Hello All,
Haven't been on the board to much lately. Been busy landscaping a 6000 sq ft. lawn. Sodded 4500
sq.ft. of it three weeks ago. It looks great. Am waiting for rain to finisn the job. It hasn't rained more than 1/2" in the last 24 days. (poop)
The reason I'm writing tonight is I wanted you to know I finished my last (scheduled) chemo session on Monday. I had a total of 6 treatments. I will be having an MRI of my neck this Friday. Meeet with the on'gist Monday,
August 16th to get the results. Was taking Taxol & Carboplatin. I'm hoping the chemo has arrested the growth of my reoccurance.

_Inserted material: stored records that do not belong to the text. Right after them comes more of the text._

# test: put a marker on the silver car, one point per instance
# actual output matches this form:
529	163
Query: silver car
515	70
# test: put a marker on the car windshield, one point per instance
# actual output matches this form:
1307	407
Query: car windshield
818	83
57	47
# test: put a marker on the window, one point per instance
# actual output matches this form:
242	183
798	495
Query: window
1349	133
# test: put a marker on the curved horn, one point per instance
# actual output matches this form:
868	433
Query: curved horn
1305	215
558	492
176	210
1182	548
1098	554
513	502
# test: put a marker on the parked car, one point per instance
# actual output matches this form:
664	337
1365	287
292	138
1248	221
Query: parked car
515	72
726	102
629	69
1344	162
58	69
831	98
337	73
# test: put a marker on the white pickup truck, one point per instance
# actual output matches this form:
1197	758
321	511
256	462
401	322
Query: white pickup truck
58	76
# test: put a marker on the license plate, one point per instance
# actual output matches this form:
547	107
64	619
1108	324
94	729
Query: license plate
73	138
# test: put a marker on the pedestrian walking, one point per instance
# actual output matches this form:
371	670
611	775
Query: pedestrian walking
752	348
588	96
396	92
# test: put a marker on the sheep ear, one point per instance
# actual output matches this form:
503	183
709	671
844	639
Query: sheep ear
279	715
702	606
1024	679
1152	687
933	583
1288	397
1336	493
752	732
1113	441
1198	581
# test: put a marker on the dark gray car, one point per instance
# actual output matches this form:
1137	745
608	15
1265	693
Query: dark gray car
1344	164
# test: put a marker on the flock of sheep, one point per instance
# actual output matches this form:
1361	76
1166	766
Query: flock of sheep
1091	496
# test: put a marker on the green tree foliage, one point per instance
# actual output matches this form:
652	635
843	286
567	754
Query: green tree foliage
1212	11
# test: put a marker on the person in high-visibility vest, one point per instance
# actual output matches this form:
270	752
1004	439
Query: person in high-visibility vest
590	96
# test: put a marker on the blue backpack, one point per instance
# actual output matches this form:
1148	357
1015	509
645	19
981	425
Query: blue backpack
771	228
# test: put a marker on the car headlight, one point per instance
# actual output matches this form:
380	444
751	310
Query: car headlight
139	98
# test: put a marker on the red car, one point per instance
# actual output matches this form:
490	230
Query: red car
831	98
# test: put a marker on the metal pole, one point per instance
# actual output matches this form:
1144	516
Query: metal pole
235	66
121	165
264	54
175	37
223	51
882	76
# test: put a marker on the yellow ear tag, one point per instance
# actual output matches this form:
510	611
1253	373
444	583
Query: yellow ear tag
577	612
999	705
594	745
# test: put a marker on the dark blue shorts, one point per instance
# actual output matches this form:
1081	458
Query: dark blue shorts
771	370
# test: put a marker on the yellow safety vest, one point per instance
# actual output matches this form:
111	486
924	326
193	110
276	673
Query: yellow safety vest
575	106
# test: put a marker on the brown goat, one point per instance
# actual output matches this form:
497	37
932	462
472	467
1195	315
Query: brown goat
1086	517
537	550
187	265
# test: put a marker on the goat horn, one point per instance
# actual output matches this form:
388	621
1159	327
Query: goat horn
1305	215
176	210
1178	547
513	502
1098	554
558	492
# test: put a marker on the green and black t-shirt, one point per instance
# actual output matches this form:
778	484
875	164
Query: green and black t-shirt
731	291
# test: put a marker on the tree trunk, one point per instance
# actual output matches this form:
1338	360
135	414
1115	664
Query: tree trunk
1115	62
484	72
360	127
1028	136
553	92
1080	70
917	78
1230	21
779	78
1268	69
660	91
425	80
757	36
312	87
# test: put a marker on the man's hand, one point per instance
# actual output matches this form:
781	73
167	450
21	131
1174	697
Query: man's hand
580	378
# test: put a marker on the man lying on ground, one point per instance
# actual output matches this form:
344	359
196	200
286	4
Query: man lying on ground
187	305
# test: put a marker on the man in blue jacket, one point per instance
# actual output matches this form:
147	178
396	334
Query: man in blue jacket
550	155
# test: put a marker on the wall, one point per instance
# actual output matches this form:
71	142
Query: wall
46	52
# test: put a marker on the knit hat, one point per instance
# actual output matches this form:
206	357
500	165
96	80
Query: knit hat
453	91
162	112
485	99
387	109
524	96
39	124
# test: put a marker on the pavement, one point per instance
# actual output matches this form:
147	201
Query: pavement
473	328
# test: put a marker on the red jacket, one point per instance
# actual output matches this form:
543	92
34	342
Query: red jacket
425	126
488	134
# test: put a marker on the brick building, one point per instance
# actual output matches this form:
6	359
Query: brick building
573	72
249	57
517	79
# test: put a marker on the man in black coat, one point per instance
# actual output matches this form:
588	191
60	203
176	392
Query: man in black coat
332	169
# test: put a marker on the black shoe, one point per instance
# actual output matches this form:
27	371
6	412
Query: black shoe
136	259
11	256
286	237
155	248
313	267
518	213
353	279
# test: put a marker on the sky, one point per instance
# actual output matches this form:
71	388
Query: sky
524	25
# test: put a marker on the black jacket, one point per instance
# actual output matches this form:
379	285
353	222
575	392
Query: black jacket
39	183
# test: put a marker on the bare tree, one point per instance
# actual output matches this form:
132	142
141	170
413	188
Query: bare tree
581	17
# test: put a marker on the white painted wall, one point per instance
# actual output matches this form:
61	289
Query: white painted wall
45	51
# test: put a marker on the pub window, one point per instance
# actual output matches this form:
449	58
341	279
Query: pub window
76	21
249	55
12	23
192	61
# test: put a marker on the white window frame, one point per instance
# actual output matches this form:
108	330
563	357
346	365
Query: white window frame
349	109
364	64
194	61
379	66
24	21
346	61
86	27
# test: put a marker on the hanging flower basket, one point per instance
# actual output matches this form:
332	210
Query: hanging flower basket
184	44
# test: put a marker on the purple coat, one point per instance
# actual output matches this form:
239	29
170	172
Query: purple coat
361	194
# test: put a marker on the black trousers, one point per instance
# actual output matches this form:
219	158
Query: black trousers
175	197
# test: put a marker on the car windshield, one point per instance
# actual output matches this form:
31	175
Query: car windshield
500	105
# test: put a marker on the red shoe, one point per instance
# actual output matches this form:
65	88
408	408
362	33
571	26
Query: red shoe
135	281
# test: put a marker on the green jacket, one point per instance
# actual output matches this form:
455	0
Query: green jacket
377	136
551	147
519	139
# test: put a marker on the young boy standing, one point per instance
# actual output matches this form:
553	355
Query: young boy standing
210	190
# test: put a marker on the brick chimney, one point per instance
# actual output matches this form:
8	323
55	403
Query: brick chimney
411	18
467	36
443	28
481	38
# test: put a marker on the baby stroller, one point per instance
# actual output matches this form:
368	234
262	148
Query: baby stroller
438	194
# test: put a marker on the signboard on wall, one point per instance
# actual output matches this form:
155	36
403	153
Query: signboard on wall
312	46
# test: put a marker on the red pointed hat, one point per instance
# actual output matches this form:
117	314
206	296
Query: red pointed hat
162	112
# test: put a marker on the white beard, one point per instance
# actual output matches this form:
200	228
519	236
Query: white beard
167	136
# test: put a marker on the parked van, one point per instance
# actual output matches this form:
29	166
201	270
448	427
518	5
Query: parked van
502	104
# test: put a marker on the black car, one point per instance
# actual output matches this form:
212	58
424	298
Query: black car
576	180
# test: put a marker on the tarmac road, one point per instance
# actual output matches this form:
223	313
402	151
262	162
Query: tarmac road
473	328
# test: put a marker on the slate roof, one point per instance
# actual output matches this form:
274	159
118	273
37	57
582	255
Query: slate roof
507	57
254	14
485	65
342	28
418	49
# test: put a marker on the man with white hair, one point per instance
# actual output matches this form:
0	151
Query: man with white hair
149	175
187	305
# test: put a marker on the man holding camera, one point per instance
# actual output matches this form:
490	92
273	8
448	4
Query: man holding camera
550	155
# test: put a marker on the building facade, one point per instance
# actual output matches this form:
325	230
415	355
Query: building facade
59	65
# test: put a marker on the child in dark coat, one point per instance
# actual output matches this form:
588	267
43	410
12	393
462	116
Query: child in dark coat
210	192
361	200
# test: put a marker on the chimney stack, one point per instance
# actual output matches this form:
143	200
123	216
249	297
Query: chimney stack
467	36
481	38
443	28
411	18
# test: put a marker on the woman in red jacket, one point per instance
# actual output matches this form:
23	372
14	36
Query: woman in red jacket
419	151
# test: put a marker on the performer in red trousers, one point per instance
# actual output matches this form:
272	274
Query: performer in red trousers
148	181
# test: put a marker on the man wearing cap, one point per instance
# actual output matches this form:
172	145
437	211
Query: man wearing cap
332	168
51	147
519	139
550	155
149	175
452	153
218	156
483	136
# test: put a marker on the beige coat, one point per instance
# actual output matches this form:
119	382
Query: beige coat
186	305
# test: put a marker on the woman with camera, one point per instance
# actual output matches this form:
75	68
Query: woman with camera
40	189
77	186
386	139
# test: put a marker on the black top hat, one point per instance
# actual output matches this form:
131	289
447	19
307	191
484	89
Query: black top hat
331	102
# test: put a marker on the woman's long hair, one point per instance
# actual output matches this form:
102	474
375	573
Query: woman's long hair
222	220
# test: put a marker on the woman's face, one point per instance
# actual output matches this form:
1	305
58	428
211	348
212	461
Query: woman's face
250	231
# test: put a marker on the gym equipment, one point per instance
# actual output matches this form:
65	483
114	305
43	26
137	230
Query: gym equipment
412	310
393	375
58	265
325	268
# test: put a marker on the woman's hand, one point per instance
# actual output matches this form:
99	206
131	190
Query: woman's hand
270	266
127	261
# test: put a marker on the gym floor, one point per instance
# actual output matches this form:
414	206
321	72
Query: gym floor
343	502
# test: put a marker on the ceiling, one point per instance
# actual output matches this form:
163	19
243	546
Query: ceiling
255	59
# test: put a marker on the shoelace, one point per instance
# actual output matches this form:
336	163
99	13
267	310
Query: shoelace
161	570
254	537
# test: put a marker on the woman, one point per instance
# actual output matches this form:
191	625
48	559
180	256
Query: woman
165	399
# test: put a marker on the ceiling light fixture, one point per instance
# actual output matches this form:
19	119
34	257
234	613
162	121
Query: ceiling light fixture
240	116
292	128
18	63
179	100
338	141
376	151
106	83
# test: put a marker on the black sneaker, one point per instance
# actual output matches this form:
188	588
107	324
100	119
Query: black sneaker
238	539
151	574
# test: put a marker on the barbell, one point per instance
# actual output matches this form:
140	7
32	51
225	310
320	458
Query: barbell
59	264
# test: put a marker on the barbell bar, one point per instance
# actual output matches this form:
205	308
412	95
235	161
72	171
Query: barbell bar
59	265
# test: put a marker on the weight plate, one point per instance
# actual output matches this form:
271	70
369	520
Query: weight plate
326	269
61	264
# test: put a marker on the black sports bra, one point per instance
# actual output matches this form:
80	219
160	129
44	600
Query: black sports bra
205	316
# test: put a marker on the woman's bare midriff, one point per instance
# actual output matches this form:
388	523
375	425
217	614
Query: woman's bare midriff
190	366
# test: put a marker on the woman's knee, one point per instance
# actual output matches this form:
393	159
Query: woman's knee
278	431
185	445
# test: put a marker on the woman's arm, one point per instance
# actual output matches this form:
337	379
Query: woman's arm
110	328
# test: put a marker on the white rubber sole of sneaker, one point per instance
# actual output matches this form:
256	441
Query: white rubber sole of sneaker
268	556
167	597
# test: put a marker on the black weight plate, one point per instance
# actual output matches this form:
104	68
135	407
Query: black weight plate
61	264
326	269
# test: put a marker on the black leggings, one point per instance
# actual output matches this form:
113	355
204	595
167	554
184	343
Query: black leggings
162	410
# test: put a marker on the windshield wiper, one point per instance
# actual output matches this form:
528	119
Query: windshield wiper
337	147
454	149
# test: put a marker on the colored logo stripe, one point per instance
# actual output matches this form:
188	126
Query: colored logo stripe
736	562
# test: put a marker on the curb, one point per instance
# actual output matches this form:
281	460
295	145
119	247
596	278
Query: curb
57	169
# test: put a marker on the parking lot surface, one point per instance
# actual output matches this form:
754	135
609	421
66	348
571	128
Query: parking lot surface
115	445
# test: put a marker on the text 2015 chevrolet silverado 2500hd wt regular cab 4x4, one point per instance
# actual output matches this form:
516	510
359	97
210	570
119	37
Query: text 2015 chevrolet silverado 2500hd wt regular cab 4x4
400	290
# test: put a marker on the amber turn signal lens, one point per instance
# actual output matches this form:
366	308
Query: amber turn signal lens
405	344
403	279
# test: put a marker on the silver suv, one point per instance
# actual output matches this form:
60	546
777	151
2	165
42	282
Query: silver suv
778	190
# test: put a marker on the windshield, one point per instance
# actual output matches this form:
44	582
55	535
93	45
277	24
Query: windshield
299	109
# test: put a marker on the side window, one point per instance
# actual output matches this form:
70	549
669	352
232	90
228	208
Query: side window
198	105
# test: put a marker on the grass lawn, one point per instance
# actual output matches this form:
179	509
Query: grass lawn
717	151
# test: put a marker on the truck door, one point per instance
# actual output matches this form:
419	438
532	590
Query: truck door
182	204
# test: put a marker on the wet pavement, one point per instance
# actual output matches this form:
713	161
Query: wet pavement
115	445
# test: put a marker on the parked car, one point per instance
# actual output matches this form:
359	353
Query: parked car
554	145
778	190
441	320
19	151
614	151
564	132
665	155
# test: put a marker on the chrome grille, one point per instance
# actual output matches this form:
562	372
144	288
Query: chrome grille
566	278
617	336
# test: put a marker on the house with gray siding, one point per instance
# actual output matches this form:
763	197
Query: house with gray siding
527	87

The scheduling Nurse came in with the appointment and had scheduled me to see the Doctor and than have another chemo session.
This offended me for real. I told her that decision won't be made until after I see the doctor and get the scan results. At first the chemo didn't bother me but the last two sucked.
If I am terminal what's the point? They can never tell you how long or whats going to happen. I would think if you work in the field and have seen so many cancer victims you would have a pretty good idea of what the progression will be like.
I told my On'gist I was offended to a degree of her dx that I was terminal. How can I feel the same as I did 4 months ago and you tell me I am uncureable? The statement was not made in an angry way. Just something I felt I had to tell her. She said she understood.
I am most curious about the progression of my reoccurance. What will happen to me? Will I be in pain. Will I suffer more than I already have?
I want to let my friends at the OCF know how I'm doing and if her dx is correct I want to share my experience as I go down hill, and lean on you as much as I can. I've always said who understands more than someone who traveled the same path.
I noticed there are several new members in the last couple of weeks. I welcome all of you to a website that has more to offer than any other I've experienced. I am proud to be a member of the Oral Cancer Foundation! I am honered to have so many friends from all over the world. I am counting down the days to Vegas. (53 Days)
Remember anyone who can't attend can attach a photo to an email and send it to me. "No Nudes Allowed" Got that Gary
Well Ive rambled on enough for one posting but I wanted to say one more thing.
"I love each and every one of you and the support I've received from so many people I've never met astounds me"
Your Friend, Danny Boy
No one can ever take away the friendships I have made on this site in the last year. There are to many to mention in one posting.